Warisan (Sangkolan) dan Cinta

Warisan (Sangkolan) dan Cinta

Warisan berasal dari kata dasar waris yang sudah mengalami afiksasi. Dalam kamus besar bahasa Indonesia waris bermakna orang yang berhak menerima harta pusaka dari orang yang telah meninggal, dan; warisan bermakna sesuatu yang diwariskan, seperti harta, nama baik; harta pusaka, sedangkan pewaris adalah orang yang mewariskan.

Umumnya, warisan diberikan oleh orang tua kepada anak-anaknya. Di kampung pembagian warisan kepada anak-anaknya dilakukan semasa orang tuanya masih hidup, untuk menghindari perselisihan di antara saudara. Warisan bisa berupa apa saja, yang lebih dominan biasanya dalam bentuk harta benda, seperti tanah, tanaman, perkebunan, rumah, emas permata dan lain-lain.

Ketika pewaris sudah meninggal, maka secara mutlak harta benda sudah dikuasai oleh ahli waris. Nah, disinilah warisan berposisi sebagai pengingat dari orang yang masih hidup kepada orang yang telah meninggal. Warisan semacam pertemuan antara yang hidup dengan yang mati. Interaksi transendental yang terjadi dua alam dengan media warisan (sangkolan: Madura) ini sebagai cara mengenang kebaikan pewaris semasa ia hidup.

Oleh sebab itu, jangan putus interaksi dua alam ini dengan cara menghilangkan warisan (dijual) yang diberikan oleh para orang tua dan leluhur. Apa lagi dilepas kepada orang asing yang kemungkinan orientasinya adalah penguasaan terhadap wilayah yang sama sekali tidak menguntungkan bagi warga sekitar di kemudian hari. Semisal, dilepas kepada pengusaha asing yang hanya mengedepankan kepentingan korporasinya tanpa melihat masyarakat setempat.

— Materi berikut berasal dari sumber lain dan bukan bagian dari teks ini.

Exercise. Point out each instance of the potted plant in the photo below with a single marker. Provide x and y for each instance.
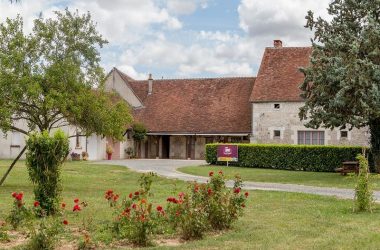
(75, 156)
(109, 151)
(84, 155)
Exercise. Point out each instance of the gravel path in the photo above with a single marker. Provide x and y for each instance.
(168, 168)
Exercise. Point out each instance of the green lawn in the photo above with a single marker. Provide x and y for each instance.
(273, 220)
(284, 176)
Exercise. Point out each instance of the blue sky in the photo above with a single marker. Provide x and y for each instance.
(184, 38)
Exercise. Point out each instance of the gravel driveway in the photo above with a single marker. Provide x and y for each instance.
(168, 168)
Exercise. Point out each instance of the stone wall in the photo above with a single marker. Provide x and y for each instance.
(266, 119)
(177, 147)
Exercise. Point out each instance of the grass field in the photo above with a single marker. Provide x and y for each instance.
(272, 220)
(319, 179)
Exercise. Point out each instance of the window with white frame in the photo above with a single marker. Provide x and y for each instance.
(311, 137)
(343, 134)
(277, 133)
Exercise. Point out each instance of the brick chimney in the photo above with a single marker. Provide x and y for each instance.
(277, 43)
(150, 84)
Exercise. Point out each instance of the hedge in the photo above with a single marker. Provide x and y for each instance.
(290, 157)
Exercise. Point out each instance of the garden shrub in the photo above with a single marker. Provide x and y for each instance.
(363, 191)
(188, 214)
(224, 205)
(207, 206)
(289, 157)
(44, 159)
(19, 213)
(135, 218)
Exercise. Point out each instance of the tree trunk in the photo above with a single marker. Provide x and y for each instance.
(12, 165)
(374, 128)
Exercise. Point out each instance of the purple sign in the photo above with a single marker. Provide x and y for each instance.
(227, 153)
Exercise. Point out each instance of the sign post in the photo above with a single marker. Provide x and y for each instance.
(228, 153)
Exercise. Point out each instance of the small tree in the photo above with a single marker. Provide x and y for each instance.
(342, 82)
(363, 191)
(44, 160)
(52, 78)
(139, 134)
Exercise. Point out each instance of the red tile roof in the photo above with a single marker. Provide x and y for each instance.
(279, 76)
(203, 106)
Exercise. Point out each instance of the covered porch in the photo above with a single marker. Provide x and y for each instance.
(184, 146)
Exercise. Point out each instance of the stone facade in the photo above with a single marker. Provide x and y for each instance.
(268, 117)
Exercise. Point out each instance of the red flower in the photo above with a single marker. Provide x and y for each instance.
(19, 196)
(76, 208)
(116, 197)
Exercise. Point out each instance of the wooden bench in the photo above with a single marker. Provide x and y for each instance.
(348, 167)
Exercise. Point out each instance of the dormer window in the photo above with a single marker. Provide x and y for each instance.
(343, 134)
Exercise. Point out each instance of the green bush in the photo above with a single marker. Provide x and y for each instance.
(363, 190)
(290, 157)
(44, 159)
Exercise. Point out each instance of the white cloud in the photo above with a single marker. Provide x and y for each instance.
(279, 19)
(139, 31)
(218, 36)
(185, 7)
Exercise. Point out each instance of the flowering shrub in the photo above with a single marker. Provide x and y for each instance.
(188, 214)
(136, 220)
(223, 207)
(210, 205)
(111, 197)
(4, 237)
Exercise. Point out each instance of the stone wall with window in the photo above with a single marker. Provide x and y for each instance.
(278, 122)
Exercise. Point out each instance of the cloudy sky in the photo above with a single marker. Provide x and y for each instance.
(184, 38)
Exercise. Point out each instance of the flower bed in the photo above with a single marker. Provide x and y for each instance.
(189, 214)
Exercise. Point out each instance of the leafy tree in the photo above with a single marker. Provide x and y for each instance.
(52, 77)
(342, 82)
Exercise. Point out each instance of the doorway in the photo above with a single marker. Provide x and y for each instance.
(165, 146)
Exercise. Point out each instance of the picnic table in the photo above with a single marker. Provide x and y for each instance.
(348, 167)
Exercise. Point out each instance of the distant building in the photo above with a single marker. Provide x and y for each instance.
(182, 115)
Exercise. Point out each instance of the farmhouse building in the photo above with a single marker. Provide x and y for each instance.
(276, 102)
(182, 115)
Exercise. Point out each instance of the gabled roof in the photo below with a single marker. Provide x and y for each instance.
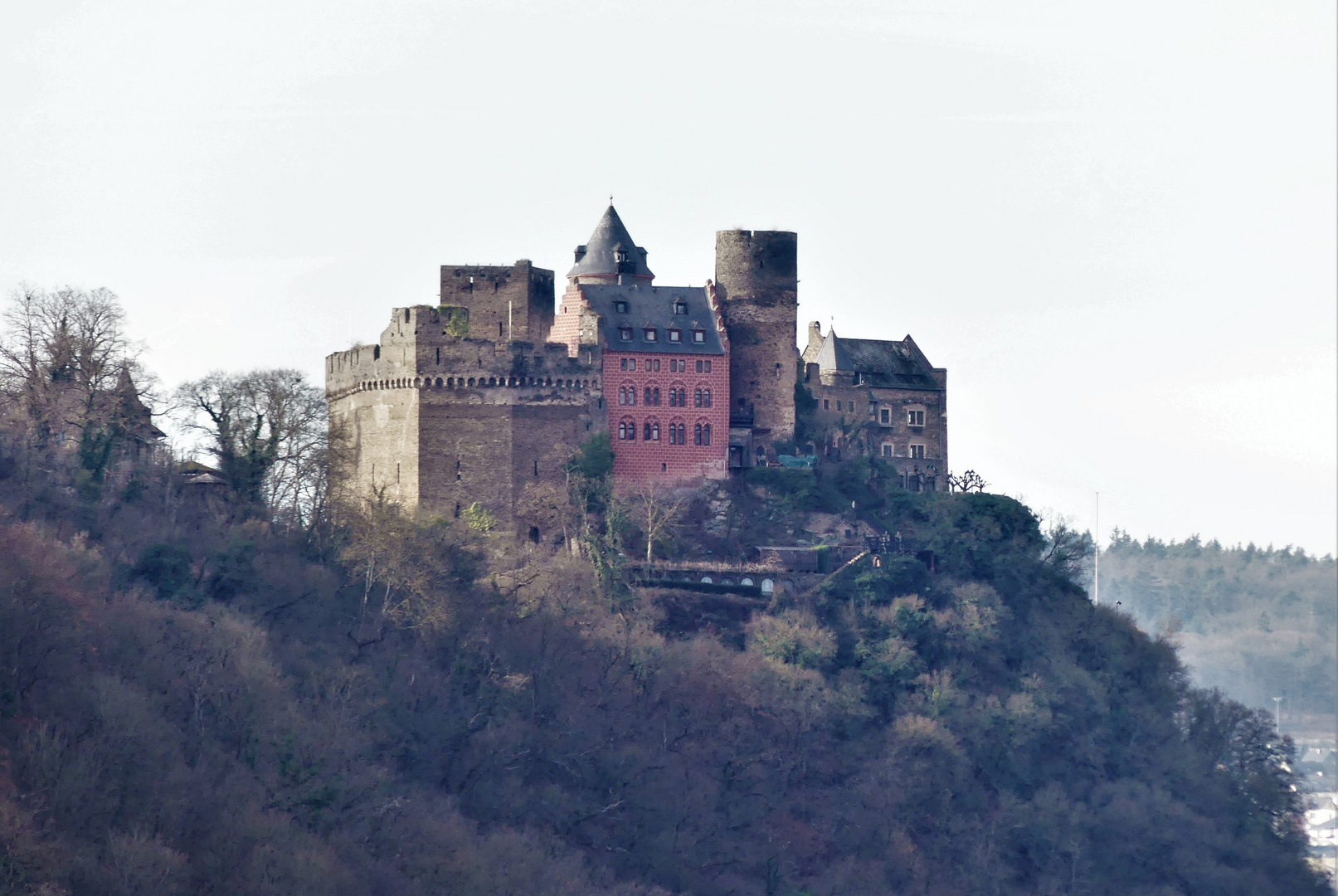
(881, 363)
(598, 257)
(653, 308)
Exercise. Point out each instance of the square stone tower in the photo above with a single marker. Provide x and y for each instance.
(757, 275)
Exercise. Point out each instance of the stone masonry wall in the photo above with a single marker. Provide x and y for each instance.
(506, 304)
(440, 420)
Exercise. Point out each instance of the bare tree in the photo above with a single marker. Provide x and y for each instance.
(657, 509)
(408, 570)
(66, 373)
(268, 432)
(968, 482)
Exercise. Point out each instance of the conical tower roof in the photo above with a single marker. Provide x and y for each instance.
(611, 251)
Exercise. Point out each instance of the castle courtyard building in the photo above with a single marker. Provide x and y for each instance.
(883, 399)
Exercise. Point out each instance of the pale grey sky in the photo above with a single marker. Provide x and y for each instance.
(1115, 224)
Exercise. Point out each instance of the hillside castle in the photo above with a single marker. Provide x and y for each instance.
(482, 397)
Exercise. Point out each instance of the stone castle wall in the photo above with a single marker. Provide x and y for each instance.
(506, 304)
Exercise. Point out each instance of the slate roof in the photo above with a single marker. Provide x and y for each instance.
(652, 306)
(881, 363)
(597, 256)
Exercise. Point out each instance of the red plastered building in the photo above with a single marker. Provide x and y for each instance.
(665, 362)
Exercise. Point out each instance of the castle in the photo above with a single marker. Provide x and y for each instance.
(689, 382)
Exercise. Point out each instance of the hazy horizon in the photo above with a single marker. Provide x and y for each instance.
(1115, 227)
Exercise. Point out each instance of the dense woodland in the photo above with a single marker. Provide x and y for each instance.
(1255, 622)
(260, 686)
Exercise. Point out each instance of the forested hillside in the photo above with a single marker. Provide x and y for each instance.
(249, 684)
(1255, 622)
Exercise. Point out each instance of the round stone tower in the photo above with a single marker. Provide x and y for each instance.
(757, 275)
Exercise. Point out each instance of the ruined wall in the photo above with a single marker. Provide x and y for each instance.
(506, 304)
(757, 272)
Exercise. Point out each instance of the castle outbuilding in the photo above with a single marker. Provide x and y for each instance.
(881, 397)
(480, 399)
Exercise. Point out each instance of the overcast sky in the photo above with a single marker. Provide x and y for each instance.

Di kampung, ada sebuah kepercayaan, bagi ahli waris yang menjual warisan dari orang tuanya, maka ia akan mendapatkan tulah, ia akan menjadi orang yang miskin. Taruhlah, itu adalah mitos. Tetapi, hal itu bisa jadi benar. Ketika warisan sudah habis dan kita melupakan orang tua sebagai pewaris, maka doa keburukan akan mengalir dari alam lain kepada kita. Lupa mendoakan orang tua, akan membuat mereka sengsara di alam lain, atas nama kesengsaraan itu, doa sengsara itu akan dihadiahkan kepada kita juga.

Mempertahankan warisan merupakan cara lain sebagai bentuk kecintaan kita kepada para leluhur. Sebab, melihat benda-benda warisan yang kita dapatkan, pada saat bersamaan benda itu menjelma orang yang telah mewariskan. Dari itu, mencintai harta waris itu sama dengan mencintai pewarisnya.

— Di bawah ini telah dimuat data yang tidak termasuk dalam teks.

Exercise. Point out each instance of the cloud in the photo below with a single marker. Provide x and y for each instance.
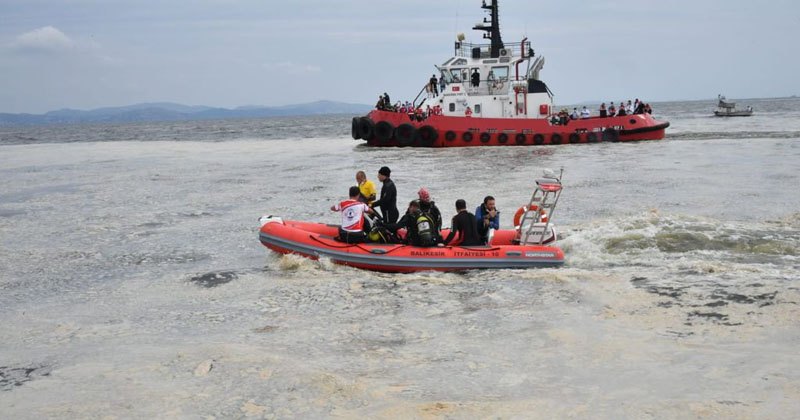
(45, 39)
(290, 67)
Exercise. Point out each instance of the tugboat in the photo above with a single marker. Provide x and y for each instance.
(728, 109)
(492, 95)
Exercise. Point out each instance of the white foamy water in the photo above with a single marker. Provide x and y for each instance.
(133, 285)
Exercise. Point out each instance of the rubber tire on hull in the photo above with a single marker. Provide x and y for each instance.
(366, 129)
(427, 136)
(354, 129)
(405, 134)
(383, 131)
(611, 135)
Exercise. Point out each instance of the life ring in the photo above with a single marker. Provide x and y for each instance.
(426, 136)
(611, 135)
(354, 129)
(522, 210)
(383, 131)
(366, 129)
(405, 134)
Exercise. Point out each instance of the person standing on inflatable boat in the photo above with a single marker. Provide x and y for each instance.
(487, 217)
(388, 200)
(352, 229)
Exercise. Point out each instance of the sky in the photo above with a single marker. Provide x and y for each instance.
(86, 54)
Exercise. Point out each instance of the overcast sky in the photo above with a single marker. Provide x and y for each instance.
(95, 53)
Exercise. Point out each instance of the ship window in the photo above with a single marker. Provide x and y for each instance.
(500, 72)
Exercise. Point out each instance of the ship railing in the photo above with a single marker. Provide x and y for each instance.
(466, 49)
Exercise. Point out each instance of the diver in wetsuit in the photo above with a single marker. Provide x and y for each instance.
(388, 200)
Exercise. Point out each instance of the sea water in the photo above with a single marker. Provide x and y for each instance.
(133, 284)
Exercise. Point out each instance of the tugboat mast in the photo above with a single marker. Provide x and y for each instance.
(493, 28)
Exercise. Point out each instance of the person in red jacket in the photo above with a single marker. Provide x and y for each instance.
(352, 229)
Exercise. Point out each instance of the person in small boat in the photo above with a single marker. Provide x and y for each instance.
(464, 225)
(487, 217)
(366, 188)
(622, 112)
(428, 206)
(388, 200)
(352, 229)
(418, 225)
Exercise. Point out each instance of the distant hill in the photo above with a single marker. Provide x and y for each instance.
(165, 111)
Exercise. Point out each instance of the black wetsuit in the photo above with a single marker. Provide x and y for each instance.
(409, 223)
(464, 224)
(388, 201)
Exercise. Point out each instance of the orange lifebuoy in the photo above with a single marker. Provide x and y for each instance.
(523, 209)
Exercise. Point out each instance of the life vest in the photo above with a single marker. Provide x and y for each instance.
(424, 229)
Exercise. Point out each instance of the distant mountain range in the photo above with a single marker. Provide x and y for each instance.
(165, 111)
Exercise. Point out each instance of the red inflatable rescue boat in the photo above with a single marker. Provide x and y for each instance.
(529, 245)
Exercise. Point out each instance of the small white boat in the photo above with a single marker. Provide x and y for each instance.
(728, 109)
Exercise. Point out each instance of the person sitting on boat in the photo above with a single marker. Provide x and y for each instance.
(464, 225)
(366, 188)
(352, 229)
(487, 217)
(621, 112)
(428, 206)
(418, 225)
(388, 200)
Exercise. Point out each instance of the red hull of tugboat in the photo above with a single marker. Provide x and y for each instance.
(387, 129)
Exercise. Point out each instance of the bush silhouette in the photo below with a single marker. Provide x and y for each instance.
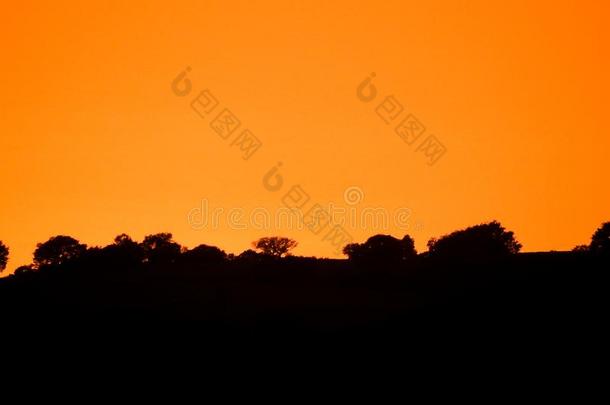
(3, 256)
(57, 251)
(485, 241)
(275, 246)
(204, 254)
(600, 241)
(382, 249)
(160, 248)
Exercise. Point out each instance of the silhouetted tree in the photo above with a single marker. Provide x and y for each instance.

Dalam lingkup yang lebih luas, seperti negara kesatuan Republik Indonesia (NKRI) ini adalah warisan dari para leluhur yang harus kita jaga dengan baik. Mulai dari, pusat (DKI Jakarta) sebagai pusat pemerintahan negara, propinsi, kabupaten,kecamatan, desa, dan sampai ke kampung, tidak boleh ada yang digadaikan, apalagi sampai dijual. Kita harus mempertahankannya satu jengkal sekalipun. Bagi manusia-manusia serakah yang seringkali memperjualbelikan harta kekayaan negara ini, mari, kita doakan sadar bahwa warisan yang saat ini dinikmati hasil dari kerja keras melalui peperangan yang menghabiskan banyak darah dan nyawa.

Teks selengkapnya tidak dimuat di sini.